Sheikhpost1“No final de 2011, Simon Christopher, ex-Racing Manager da Godolphin, farda que posso dizer, sempre admirei e torci por seus cavalos, mesmo antes de trabalhar, me convidou para ir a Dubai e montar alguns cavalos do Sheikh. Logo na 1ª oportunidade ganhei com Songcraft, na única vitória da Godolphin naquele dia. Em fevereiro de 2012 fui contratado e passei a dividir as montarias com Lanfranco Dettori e Mickael Barzalona. Com a saída do Dettori da companhia, comecei a ter mais e melhores oportunidades e tenho tratado de aproveitá-las. O Saeed bin Suroor e o Charlee Appleby são os dois treinadores da Godolphin e sou muito grato a eles pelas ótimas montarias e grandes vitórias. Aliás, entre elas gostaria de destacar além dessa fantástica com African Story, claro, as com Farhh, no Champion Stakes (G1), em Ascot, no Royal Meeting, em 2013 (ver vídeo abaixo), e no Lockinge Stakes (G1), em Newbury, o Prix Roma (G1), na Itália, o 1º que ganhei para a Godolphin , com Hunter’s Light, a Dubai Duty Free (G1), com Sajihaa, e na Dubai Gold Cup (G2), através de Cavalryman.”
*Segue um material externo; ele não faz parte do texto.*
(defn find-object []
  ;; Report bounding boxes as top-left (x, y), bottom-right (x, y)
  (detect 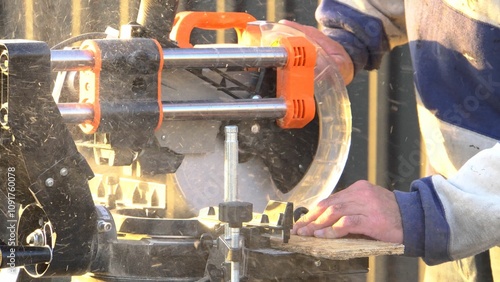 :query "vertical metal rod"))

top-left (224, 125), bottom-right (238, 202)
top-left (224, 125), bottom-right (240, 282)
top-left (229, 228), bottom-right (240, 282)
“Neste momento, estou na minha casa de campo, com minha esposa e meu filho, perto de Newmarket, descansando. Retornei de Dubai na mesma noite de sábado muito feliz, pois vi a satisfação da equipe, uma vez que o African Point é um animal de criação da Darley. Portanto, brilhou toda a equipe e isso é super gratificante. Na próxima quinta-feira, 03 de abril, volto à ativa no Wolverhampton Race Course e vamos para mais vitórias, com a ajuda de Deus. Aproveito para mandar um abraço a todos que torceram por mim aí no Brasil e dizer que vou seguir sempre nesta luta para representar bem nosso país em todos os hipódromos do mundo.”